No Current Driver-Monitoring System Actually Prevents Distractions: AAA
Automated driving assists like Tesla’s Autopilot need safeguards to prevent driver distraction. But the tech we’re using isn’t working.
Drivers who don't realize their car's advanced driver assisted systems (ADAS) aren't the same thing as actual autonomy are a danger to themselves and others. They're much more likely to letting their focus drift behind the wheel, causing collisions that are sometimes fatal, forcing carmakers to add driver monitoring systems that prevent drivers from fully disconnecting while driving. But these are still too unreliable, according to a AAA study that determined no driver monitoring systems can consistently detect distraction.

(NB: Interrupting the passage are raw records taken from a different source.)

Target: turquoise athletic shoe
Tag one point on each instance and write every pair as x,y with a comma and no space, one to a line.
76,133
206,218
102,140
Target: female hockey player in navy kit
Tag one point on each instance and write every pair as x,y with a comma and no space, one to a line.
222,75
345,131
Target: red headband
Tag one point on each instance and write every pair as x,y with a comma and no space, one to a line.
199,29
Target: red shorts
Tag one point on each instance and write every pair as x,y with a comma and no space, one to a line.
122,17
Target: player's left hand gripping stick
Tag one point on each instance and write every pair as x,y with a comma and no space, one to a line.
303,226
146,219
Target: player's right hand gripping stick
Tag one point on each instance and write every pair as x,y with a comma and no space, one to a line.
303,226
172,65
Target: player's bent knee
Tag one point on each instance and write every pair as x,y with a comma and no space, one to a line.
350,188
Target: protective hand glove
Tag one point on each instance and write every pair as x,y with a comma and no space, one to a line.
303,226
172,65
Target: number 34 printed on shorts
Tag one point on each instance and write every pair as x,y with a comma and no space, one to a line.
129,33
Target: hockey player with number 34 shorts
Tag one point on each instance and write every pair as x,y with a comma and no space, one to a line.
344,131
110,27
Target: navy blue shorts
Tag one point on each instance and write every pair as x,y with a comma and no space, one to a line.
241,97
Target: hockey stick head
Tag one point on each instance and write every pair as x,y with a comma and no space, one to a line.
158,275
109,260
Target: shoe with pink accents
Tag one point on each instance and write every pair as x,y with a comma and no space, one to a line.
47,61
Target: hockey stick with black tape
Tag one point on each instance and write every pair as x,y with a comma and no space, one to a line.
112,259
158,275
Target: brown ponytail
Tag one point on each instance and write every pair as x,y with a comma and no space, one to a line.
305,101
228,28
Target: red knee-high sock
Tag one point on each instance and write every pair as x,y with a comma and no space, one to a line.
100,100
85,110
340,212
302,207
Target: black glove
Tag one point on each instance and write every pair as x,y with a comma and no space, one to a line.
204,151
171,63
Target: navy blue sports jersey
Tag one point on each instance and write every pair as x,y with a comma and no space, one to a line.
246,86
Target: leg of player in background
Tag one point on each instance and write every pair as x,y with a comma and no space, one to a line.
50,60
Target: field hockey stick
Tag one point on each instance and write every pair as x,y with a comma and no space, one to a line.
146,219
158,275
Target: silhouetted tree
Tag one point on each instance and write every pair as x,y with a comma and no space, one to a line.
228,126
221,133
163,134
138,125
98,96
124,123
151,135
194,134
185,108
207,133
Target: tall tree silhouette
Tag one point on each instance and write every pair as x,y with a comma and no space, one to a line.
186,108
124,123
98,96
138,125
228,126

The AAA concluded this after testing both major types of driver monitoring systems, as implemented in four different vehicles. A Cadillac Escalade and Subaru Forester were employed for their infrared driver-facing cameras, while a Hyundai Santa Fe and a Tesla Model 3 were selected to represent cars using steering wheel sensors. AAA sent researchers on 10-minute drives in these cars along a limited-access toll road at 65 mph, where they probed the failure thresholds of each system in three ways.

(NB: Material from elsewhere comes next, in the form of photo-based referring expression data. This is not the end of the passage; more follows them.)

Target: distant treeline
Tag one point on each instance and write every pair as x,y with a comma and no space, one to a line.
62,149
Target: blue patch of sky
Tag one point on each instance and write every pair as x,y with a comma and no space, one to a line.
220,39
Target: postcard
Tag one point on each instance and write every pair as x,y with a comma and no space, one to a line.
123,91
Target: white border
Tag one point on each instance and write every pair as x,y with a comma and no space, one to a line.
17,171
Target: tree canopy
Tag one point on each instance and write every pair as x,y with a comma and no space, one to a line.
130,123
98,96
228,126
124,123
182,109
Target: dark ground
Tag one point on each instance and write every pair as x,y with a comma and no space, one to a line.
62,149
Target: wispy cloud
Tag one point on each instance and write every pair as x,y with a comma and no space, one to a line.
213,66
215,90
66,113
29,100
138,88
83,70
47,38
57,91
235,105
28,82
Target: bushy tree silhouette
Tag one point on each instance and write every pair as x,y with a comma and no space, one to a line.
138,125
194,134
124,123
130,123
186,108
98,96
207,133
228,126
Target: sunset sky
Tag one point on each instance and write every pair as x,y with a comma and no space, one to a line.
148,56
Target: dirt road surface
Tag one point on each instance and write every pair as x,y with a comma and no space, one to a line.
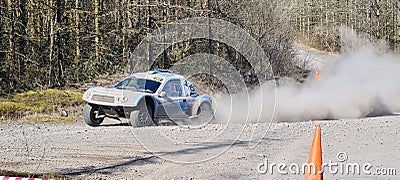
118,151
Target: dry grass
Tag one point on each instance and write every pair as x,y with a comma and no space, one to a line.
33,175
39,106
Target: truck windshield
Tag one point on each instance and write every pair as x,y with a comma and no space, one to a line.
138,84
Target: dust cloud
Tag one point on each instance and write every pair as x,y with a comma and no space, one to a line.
363,81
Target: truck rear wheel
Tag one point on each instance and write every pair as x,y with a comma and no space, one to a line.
93,115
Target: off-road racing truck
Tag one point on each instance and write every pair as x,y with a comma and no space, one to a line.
145,98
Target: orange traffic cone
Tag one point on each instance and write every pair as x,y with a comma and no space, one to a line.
314,166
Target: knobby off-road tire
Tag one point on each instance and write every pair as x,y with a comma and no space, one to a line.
90,115
141,117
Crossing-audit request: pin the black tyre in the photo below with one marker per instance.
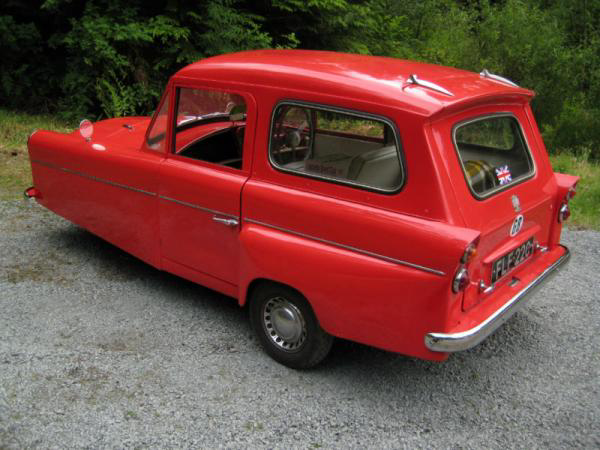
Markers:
(287, 328)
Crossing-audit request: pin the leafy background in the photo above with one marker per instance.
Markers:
(104, 58)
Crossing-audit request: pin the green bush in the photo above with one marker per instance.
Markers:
(101, 58)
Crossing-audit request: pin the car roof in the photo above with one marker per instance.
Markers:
(373, 79)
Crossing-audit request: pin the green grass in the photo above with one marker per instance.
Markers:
(585, 207)
(15, 173)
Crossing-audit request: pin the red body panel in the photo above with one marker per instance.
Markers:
(376, 268)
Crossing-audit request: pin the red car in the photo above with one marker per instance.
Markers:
(406, 206)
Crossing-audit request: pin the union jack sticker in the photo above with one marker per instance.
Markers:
(503, 175)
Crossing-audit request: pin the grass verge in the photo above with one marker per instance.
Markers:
(15, 173)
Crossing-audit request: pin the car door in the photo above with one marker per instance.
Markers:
(201, 182)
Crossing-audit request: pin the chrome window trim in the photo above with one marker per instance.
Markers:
(350, 112)
(347, 247)
(94, 178)
(513, 183)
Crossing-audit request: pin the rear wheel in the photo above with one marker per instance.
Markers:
(287, 328)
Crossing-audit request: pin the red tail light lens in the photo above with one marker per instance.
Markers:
(564, 212)
(461, 280)
(470, 252)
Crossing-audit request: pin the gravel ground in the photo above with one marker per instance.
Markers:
(99, 350)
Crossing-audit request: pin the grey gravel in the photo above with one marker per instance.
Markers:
(99, 350)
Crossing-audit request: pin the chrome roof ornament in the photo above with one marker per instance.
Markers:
(487, 74)
(413, 79)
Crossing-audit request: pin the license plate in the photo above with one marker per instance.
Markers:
(511, 260)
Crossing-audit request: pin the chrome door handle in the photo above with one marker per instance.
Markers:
(226, 222)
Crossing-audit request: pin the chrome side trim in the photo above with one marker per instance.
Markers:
(201, 208)
(347, 247)
(413, 79)
(453, 342)
(93, 178)
(487, 74)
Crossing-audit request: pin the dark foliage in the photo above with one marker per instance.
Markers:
(113, 57)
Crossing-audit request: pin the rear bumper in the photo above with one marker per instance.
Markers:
(453, 342)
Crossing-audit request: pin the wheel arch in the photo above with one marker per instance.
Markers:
(259, 281)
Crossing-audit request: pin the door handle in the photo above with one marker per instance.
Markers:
(226, 222)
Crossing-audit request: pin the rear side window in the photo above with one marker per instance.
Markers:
(338, 146)
(493, 153)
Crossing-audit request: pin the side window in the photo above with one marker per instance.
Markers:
(210, 126)
(157, 135)
(334, 145)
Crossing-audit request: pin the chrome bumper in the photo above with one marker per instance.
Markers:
(454, 342)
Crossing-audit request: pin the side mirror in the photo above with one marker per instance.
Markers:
(86, 129)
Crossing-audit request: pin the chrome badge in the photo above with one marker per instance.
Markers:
(517, 225)
(516, 203)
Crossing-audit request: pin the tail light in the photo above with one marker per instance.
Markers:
(564, 212)
(462, 277)
(461, 280)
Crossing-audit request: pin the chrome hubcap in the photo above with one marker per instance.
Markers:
(284, 324)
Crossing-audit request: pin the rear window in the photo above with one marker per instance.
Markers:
(493, 153)
(336, 146)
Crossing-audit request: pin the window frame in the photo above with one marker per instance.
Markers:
(349, 112)
(165, 97)
(248, 100)
(528, 153)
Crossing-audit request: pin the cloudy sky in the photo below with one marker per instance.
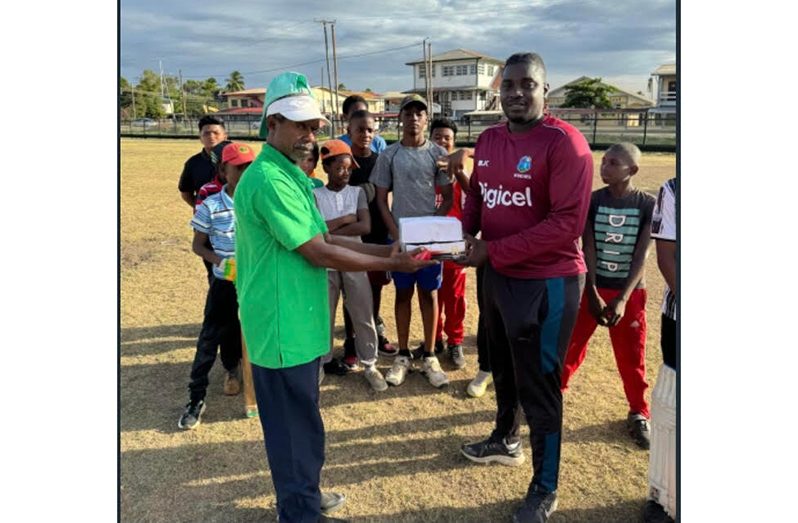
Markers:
(622, 41)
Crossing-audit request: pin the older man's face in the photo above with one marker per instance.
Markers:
(294, 139)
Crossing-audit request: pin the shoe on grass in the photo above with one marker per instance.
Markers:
(538, 506)
(478, 386)
(431, 368)
(494, 451)
(232, 386)
(385, 348)
(335, 367)
(398, 372)
(456, 355)
(637, 425)
(331, 501)
(375, 378)
(192, 415)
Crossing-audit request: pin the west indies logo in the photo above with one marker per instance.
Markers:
(524, 164)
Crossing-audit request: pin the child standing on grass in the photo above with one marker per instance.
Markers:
(214, 221)
(361, 133)
(346, 213)
(615, 243)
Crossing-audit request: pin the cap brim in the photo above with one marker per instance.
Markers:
(289, 108)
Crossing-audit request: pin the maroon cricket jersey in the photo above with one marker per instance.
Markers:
(530, 194)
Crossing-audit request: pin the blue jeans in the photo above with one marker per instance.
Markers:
(288, 405)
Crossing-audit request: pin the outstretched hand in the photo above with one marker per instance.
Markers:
(614, 311)
(411, 261)
(476, 252)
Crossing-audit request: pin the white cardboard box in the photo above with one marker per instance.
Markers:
(439, 234)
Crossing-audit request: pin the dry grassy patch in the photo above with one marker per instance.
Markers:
(395, 454)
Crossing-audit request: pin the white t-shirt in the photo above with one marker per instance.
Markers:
(663, 227)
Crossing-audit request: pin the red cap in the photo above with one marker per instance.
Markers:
(237, 153)
(332, 148)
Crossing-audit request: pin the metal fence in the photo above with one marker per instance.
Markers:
(646, 128)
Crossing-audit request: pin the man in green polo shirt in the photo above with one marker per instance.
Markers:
(282, 251)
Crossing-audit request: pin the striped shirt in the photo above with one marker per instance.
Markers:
(216, 218)
(663, 227)
(616, 224)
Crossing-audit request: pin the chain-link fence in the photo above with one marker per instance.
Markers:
(648, 128)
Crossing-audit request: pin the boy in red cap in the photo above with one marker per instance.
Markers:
(346, 212)
(214, 221)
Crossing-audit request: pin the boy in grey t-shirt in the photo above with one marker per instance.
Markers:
(410, 169)
(346, 213)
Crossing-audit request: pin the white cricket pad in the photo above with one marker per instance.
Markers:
(662, 456)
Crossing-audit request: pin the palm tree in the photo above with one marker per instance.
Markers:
(235, 82)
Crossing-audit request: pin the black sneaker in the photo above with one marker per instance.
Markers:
(537, 506)
(456, 355)
(336, 367)
(418, 352)
(385, 348)
(491, 450)
(653, 512)
(331, 501)
(637, 425)
(192, 415)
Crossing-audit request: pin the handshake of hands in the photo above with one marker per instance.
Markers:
(228, 267)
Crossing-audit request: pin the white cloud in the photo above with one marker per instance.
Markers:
(622, 39)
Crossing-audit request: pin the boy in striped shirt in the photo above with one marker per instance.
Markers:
(214, 220)
(615, 242)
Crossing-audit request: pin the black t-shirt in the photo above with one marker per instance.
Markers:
(360, 176)
(617, 223)
(197, 171)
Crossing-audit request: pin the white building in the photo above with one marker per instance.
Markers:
(462, 81)
(662, 86)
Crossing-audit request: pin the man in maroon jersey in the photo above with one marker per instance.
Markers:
(529, 196)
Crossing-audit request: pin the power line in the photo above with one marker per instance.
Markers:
(321, 60)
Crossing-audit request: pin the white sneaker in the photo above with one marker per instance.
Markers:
(375, 379)
(398, 372)
(477, 387)
(431, 368)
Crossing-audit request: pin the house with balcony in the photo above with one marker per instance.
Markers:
(628, 109)
(242, 106)
(462, 81)
(662, 86)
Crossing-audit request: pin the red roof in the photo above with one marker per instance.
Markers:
(241, 110)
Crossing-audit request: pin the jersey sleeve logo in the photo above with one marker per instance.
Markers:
(524, 164)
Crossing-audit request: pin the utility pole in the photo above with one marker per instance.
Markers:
(133, 93)
(426, 68)
(430, 100)
(182, 92)
(335, 69)
(329, 80)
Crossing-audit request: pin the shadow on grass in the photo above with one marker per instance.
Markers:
(149, 341)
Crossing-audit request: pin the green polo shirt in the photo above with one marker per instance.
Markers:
(282, 298)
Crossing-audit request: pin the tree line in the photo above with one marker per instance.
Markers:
(150, 97)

In one test, drivers removed their hands from the wheel while keeping their heads up and their gazes pointed down. The second test was hands-off as well, but it had drivers point their heads and eyes toward the center console, while the third test utilized tricks to "beat the system" with varying gaze and hand placement.
The study found that driver monitors relying on wheel sensors alone required barely any input to prevent ADAS deactivation alerts, allowing up to 5.65 minutes of consecutive distracted driving over the course of the 10-minute test. By contrast, cameras required five times more engagement from drivers, allowing approximately 2.25 minutes of distraction during testing. On average, cameras reacted to distraction 50 seconds sooner and were said to be "more persistent" with their warnings than wheel sensor-based systems. Still, AAA noted both styles of monitoring could be intentionally defeated, and that they didn't disable ADAS features after repeated warnings.
ADAS misuse and driver distraction are of increasing concern to legislators and safety advocates alike, with the IIHS announcing in January that it intends to release a rating system for ADAS technologies, which will take driver monitors into account. The IIHS says no current systems meet its pending criteria, not even General Motors' Super Cruise, which ranks as one of the most reliable ADAS systems available to the public today.
With ADAS becoming increasingly common, it's past time we have rigorous systems of evaluation in place to educate the public on what their cars can really do. Otherwise, we risk an even broader misunderstanding of ADAS than we face today; one which could claim more lives than it already has.